During the latter half of 2013, guidelines were published in Kenya which set out that proposed mergers between firms with a combined turnover or asset value (whichever is the highest) of KSh1 billion (approximately US$11,520,000 or R121,000,000) requires compulsory notification to the Kenyan competition authority (CAK). Effectively, therefore, prior to the introduction of this compulsory notification threshold, all transactions which met the definition of a merger required notification to the CAK.

Under the Kenyan Act No 12 of 2010 (Kenyan Act) implementing a merger without obtaining approval from the CAK is an offence and the party concerned "shall be liable on conviction to imprisonment for a term not exceeding five years or to a fine not exceeding ten million shillings, or both". Moreover, the CAK may seek to impose a financial penalty of up to 10% of the gross annual turnover derived by the merging parties in the preceding financial year.

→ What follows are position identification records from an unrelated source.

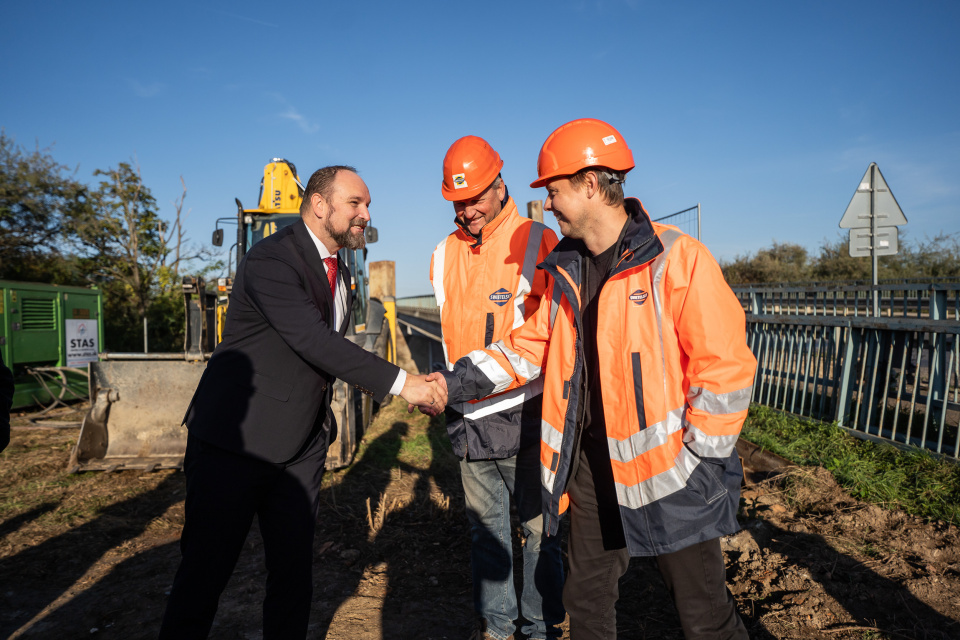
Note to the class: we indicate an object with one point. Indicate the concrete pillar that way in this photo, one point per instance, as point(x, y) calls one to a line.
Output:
point(535, 210)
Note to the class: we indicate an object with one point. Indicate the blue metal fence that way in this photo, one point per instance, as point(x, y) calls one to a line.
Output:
point(936, 301)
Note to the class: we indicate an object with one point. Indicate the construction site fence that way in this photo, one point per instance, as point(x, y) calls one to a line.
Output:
point(889, 379)
point(687, 221)
point(926, 300)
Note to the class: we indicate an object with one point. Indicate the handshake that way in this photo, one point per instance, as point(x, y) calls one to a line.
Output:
point(427, 393)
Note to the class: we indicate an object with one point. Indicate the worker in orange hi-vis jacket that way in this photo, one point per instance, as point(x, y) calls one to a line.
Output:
point(486, 283)
point(646, 386)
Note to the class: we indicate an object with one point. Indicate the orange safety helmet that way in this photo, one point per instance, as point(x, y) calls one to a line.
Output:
point(469, 167)
point(578, 144)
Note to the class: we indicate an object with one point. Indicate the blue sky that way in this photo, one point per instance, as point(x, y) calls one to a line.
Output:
point(766, 113)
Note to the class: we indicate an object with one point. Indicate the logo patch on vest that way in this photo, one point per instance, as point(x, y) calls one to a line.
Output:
point(638, 297)
point(501, 296)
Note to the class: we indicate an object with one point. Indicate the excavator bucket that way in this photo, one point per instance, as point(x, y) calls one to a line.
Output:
point(135, 417)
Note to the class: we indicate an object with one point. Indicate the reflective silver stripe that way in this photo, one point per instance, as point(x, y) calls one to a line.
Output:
point(661, 485)
point(709, 446)
point(502, 402)
point(667, 239)
point(526, 274)
point(523, 368)
point(547, 478)
point(555, 303)
point(492, 369)
point(439, 258)
point(647, 439)
point(553, 439)
point(550, 435)
point(439, 255)
point(719, 403)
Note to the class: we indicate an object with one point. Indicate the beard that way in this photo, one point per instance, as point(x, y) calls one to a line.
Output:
point(346, 238)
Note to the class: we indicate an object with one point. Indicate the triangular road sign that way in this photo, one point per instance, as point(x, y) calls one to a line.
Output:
point(885, 207)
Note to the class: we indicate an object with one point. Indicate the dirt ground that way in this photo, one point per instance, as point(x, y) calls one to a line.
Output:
point(93, 555)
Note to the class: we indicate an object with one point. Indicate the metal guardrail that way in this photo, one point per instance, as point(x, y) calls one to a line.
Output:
point(893, 379)
point(428, 301)
point(934, 301)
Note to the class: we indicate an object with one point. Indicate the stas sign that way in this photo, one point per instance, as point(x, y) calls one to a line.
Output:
point(81, 344)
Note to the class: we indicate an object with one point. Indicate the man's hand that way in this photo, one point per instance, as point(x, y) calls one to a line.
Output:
point(428, 393)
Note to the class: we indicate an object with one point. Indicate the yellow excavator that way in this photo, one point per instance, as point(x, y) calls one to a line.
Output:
point(138, 399)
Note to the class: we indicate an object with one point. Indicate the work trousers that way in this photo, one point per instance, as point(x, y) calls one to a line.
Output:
point(487, 487)
point(695, 576)
point(224, 492)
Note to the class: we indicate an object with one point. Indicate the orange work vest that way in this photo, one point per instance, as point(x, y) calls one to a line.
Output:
point(486, 287)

Earlier this year, the CAK sought to criminally penalise (by lodging a complaint with the Director of Public Prosecution, which subsequently referred the matter to the Directorate of Criminal Investigations) the executives of Ipsos for failing to secure such regulatory approval prior to implementing its £525 million acquisition of the Synovate division of the Aegis Group Plc's in Kenya. The acquisition dates back to October 2011 and is reported to have created the world's third-largest global market research company.

The CAK's decision to seek criminal sanctions for failing to obtain regulatory approval demonstrates that competition law enforcement in Kenya is on the rise. At this stage, it is unclear whether the Directorate of Criminal Investigations will also require that the merger be unwound. The unwinding of a merger which was implemented in 2011, will place the merging parties in the unenviable position of having to unbundle a merged business which has been operating as such for almost three years.

In transactions involving firms with operations in Africa (and in certain instances even sales alone into a particular African country is enough to confer jurisdiction), it is imperative for transacting parties to determine whether the transaction will have an effect in any African jurisdictions which have merger regulations and then to ensure that the relevant authorities are notified accordingly. Given that Kenya has not yet incorporated the Common Market for Eastern and Southern Africa (COMESA) regulations into its own national laws, it remains to be seen whether the CAK will seek to impose similar penalties on firms failing to notify domestically in Kenya where those firms have notified the COMESA competition authorities. Clearly, there an urgent need for clarity in this regard.